Trump endorses GOP senators' last-ditch Obamacare repeal plan

President Donald Trump on Wednesday urged Republican senators to push through a last-ditch attempt to repeal the Affordable Care Act before the end of the month.

In a tweet, the president for the first time explicitly endorsed the health-care plan spearheaded by Sens. Lindsey Graham, R-S.C., and Bill Cassidy, R-La. The senators are rushing to pass the bill before a Sept. 30 deadline to use budget rules that would allow them to approve it with only Republican votes.

The health-care bill sets up a block grant system to allot money to the states. Many of them are expected to see less federal funding under the plan than they currently get.

"I hope Republican Senators will vote for Graham-Cassidy and fulfill their promise to Repeal & Replace ObamaCare. Money direct to the States!" Trump wrote on Twitter.

The senators backing it say it will give states more control over their health care rather than the federal government. It faces a tough fight and potentially razor-thin margin in the Senate.

Critics have expressed concerns that it will drastically increase the number of uninsured Americans and lead to fewer financial protections for people with pre-existing conditions. Ten bipartisan governors have urged the Senate not to pass the plan, while numerous major health-care groups have criticized the bill.

Senator Lindsey Graham (2nd R), R-SC, stands with Senator Bill Cassidy (L), R-LA, Senator Dean Heller (2nd L), R-NV, and Senator Ron Johnson (R), R-WI, to announce their legislation to repeal and replace Obamacare through block grants on Capitol Hill in Washington, DC, on September 13, 2017.
Jim Watson | AFP | Getty Images

In addition, the nonpartisan Congressional Budget Office will not have the time to estimate the plan's effects on insurance coverage and premiums before the Senate would vote on it.

If three Republican senators oppose the plan, it will fail. Multiple attempts to repeal Obamacare already failed in the Senate earlier this year amid GOP opposition.

Sen. Rand Paul, R-Ky., has repeatedly stated he will not support the plan. He says he wants a bill that goes further to repeal Obamacare.

Trump lambasted Paul on Twitter over his opposition.

On Wednesday, Paul tweeted that he is "currently working with the president to finalize" a "better replacement with cross state purchase of inexpensive insurance."

Focus has turned to Sens.
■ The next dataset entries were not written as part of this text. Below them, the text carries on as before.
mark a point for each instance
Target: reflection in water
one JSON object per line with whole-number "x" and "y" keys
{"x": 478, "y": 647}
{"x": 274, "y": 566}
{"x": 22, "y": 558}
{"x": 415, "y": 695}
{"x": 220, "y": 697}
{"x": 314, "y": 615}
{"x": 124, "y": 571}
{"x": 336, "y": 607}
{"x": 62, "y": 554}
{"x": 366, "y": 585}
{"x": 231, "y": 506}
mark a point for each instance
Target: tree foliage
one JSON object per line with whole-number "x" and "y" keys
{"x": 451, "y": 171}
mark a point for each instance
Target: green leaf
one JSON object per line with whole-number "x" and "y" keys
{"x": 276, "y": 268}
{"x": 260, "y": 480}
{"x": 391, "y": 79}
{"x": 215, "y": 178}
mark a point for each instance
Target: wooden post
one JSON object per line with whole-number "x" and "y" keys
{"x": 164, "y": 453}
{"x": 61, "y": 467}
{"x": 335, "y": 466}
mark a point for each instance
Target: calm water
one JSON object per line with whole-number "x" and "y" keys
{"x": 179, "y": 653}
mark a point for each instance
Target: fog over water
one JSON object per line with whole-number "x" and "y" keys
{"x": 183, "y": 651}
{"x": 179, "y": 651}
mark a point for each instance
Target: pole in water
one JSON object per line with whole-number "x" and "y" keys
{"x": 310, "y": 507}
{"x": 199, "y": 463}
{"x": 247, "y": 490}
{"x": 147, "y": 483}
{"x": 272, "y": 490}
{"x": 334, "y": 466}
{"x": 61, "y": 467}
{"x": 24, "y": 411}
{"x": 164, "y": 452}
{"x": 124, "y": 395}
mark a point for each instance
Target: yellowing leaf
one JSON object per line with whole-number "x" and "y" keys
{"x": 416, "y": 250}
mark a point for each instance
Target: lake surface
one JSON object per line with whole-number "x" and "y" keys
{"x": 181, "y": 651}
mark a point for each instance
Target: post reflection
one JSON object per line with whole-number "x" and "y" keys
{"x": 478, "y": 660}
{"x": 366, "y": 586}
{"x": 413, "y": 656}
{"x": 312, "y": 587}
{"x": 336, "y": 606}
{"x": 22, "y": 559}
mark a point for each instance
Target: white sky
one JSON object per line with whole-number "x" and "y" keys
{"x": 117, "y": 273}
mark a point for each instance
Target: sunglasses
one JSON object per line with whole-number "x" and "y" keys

Susan Collins, R-Maine, Lisa Murkowski, R-Alaska, and John McCain, R-Ariz., who voted against the last GOP attempt to overhaul the health-care system. While Collins has suggested she has problems with the Cassidy-Graham plan, neither Murkowski nor McCain have given a clear sense of where they stand. McCain, a friend of Graham, cast the vote that killed the previous repeal attempt.